Is the stream still up somewhere? Mic always comes across as so ridiculously composed that I'd love to hear him lose his cool!

It was on Adam's stream, but I don't remember what game. Maybe when Adam was commentating games between Mic and Stef after the championship match with DG ended?
Title: Re: Prince
Post by: TrojH on December 29, 2014, 04:36:41 pm
In a way, Prince acts like a level 2 City and a restricted double Scheme.

??? This is so confusing.

Maybe Mic Qsenoch can explain what this means: you should have heard how he reacted on stream when I explained to him that Prince is really just a Lab plus a Village plus a Scheme you don't really control, which you get to play at the beginning of every turn. But I've realized that this is an oversimplification: it's actually a Treasure Map that you have to collide with a different non-Treasure-Map card first, which Pillages yourself for one turn but then transforms into the Lab+Village+Scheme. I never really understood how to play Prince properly until I recognized that it's five unrelated cards all at once.

???  ???  ???

That does it. I'm never buying Prince again. Too confusing.
Title: Re: Prince
Post by: liopoil on December 29, 2014, 06:08:29 pm
And you can only scheme a card costing up to 4 and it has to be the same card every time (the non-treasure map card). Unless the non-treasure map card is scheme itself.

Also, it costs 8.

Amalloy is making a joke, so let me explain it to you. mic got angry at people for comparing cards as a form of other cards, saying that is a useless approach. Amalloy then further complicated it, using 5 unrelated cards in order to fully capture the effect of prince, doing exactly what mic hates. This was quite funny. Then I went one step further because he still missed an important part of what prince does. That was funny too. So, yeah, upvote plz.
Title: Re: Prince
Post by: amalloy on December 29, 2014, 06:55:07 pm
In a way, Prince acts like a level 2 City and a restricted double Scheme.

??? This is so confusing.

Maybe Mic Qsenoch can explain what this means: you should have heard how he reacted on stream when I explained to him that Prince is really just a Lab plus a Village plus a Scheme you don't really control, which you get to play at the beginning of every turn.

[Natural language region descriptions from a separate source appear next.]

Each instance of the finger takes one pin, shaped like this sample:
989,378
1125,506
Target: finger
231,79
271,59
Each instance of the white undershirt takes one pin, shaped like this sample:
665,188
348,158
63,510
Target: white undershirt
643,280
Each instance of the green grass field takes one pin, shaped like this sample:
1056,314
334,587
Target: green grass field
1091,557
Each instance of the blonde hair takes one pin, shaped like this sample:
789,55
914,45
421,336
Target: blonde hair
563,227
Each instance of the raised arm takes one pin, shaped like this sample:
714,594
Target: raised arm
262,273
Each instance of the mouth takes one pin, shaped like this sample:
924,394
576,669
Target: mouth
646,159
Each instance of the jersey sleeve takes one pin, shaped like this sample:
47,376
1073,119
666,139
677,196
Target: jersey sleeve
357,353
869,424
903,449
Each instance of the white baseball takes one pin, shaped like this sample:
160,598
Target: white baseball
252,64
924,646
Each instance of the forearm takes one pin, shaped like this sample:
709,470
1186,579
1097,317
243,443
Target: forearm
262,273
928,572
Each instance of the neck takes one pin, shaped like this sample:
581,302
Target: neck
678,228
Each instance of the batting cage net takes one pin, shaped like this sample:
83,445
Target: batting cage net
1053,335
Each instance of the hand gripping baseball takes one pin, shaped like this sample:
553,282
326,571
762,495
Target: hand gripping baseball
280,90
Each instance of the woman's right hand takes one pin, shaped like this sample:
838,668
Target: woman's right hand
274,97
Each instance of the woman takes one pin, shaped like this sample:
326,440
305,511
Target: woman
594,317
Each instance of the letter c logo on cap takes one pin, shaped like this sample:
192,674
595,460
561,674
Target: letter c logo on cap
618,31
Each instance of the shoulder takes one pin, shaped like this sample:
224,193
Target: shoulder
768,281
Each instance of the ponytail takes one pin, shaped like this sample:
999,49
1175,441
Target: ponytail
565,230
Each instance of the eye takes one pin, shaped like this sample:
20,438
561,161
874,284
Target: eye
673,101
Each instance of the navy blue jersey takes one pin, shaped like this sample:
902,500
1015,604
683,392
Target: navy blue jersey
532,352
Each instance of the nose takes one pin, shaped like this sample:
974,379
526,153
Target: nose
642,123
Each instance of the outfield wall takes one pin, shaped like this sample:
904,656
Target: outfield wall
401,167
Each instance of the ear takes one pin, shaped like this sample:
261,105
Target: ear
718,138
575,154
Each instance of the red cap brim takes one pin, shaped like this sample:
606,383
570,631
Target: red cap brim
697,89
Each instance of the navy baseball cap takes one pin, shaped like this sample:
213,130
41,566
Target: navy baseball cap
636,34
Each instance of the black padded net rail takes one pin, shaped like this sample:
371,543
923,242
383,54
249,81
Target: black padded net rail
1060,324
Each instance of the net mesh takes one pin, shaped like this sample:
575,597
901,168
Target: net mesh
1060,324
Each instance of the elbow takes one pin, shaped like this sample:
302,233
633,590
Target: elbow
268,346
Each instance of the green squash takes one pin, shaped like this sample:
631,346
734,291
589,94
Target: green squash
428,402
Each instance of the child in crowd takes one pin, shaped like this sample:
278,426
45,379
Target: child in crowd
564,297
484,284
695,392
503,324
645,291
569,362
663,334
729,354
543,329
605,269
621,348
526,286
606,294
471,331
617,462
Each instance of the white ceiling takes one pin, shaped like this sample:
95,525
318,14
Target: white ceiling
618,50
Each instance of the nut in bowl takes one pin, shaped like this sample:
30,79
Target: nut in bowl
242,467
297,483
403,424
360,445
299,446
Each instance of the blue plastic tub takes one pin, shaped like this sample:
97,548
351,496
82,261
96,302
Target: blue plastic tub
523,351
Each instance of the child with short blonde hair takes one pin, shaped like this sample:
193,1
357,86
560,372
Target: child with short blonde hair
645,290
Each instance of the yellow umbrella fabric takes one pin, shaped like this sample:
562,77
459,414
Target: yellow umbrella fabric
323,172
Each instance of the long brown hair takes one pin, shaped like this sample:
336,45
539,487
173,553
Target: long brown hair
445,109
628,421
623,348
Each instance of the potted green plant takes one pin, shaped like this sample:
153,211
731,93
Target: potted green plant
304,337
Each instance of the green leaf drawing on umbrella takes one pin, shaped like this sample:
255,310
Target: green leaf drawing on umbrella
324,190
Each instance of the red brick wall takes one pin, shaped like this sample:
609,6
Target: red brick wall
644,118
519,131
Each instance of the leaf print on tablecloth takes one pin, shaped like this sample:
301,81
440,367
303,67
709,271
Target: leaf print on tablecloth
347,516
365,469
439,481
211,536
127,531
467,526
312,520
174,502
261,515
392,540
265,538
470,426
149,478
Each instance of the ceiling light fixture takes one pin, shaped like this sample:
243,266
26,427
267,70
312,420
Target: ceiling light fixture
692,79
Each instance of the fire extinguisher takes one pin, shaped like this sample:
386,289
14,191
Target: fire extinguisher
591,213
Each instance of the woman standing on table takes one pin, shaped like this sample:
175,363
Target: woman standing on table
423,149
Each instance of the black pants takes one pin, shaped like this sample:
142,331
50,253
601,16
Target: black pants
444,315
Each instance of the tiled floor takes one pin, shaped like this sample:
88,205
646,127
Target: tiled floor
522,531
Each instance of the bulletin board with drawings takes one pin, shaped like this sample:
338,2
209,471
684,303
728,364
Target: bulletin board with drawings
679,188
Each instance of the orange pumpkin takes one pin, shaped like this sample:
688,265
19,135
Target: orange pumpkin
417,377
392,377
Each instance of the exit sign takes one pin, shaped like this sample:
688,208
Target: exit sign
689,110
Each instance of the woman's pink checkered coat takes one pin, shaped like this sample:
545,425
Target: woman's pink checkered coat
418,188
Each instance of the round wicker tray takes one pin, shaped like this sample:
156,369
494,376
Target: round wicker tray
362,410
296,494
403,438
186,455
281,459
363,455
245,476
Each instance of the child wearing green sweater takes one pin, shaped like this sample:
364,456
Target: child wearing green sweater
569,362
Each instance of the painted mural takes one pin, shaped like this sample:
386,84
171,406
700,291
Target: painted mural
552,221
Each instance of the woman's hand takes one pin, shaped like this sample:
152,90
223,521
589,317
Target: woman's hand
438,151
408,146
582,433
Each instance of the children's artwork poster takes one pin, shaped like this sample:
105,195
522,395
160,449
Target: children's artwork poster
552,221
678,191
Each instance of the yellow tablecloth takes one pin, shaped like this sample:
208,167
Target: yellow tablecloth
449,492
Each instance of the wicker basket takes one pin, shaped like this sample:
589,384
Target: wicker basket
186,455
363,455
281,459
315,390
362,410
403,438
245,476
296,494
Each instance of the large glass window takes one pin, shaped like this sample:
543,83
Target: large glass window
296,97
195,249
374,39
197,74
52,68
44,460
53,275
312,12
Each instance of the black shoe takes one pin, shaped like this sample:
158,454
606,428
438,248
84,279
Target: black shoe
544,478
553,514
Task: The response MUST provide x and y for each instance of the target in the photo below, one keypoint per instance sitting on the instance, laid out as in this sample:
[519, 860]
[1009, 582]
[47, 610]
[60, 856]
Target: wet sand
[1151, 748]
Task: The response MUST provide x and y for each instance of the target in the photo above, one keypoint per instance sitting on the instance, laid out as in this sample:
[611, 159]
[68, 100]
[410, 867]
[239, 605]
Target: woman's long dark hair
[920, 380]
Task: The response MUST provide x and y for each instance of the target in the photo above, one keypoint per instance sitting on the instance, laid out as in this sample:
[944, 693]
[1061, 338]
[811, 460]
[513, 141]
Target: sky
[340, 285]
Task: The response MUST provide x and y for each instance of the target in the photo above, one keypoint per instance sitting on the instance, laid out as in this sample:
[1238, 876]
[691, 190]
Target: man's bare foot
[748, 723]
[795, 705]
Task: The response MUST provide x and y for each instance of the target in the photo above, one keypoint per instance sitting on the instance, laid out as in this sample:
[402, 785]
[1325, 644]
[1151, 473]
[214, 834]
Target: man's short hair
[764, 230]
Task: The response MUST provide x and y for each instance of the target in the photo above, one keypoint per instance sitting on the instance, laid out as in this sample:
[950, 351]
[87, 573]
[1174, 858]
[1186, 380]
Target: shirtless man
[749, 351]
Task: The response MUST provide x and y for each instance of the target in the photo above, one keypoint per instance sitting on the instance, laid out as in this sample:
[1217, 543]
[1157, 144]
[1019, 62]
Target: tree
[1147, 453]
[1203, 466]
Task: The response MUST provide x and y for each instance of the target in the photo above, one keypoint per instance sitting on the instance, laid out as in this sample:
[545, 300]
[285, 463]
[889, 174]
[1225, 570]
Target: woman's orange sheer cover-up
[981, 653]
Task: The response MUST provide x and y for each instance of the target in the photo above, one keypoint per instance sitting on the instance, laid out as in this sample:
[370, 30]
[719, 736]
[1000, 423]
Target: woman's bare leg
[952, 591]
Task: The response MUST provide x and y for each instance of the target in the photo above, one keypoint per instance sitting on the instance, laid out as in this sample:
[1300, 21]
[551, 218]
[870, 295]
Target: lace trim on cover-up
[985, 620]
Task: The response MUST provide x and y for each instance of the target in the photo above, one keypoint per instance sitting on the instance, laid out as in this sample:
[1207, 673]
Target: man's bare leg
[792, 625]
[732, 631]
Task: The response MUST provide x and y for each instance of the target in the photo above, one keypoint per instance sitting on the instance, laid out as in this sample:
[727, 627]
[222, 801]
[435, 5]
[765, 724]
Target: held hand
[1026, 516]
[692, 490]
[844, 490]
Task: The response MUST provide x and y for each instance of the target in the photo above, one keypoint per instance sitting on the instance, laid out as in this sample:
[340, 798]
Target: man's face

Is the stream still up somewhere? Mic always comes across as so ridiculously composed that I'd love to hear him lose his cool!

It was on Adam's stream, but I don't remember what game. Maybe when Adam was commentating games between Mic and Stef after the championship match with DG ended?

Found it: 17:30 of http://www.twitch.tv/adamhorton/c/5642648. It's not really as dramatic as I made it sound, but we get a pretty solid laugh out of Mic.
Title: Re: Prince
Post by: Mic Qsenoch on December 29, 2014, 07:25:12 pm
I've finally arrived... my laughs are being talked about on the internet.
Title: Re: Prince
Post by: amalloy on December 29, 2014, 07:56:59 pm
I've finally arrived... my laughs are being talked about on the internet.

Will you please sign my copy of How to Become Internet Famous (http://www.wikihow.com/Become-Famous-on-the-Internet)?
Title: Re: Prince
Post by: Awaclus on December 29, 2014, 08:01:33 pm
I've finally arrived... my laughs are being talked about on the internet.

Will you please sign my copy of How to Become Internet Famous (http://www.wikihow.com/Become-Famous-on-the-Internet)?

Not your copy of How to Become #1 on the Leaderboard?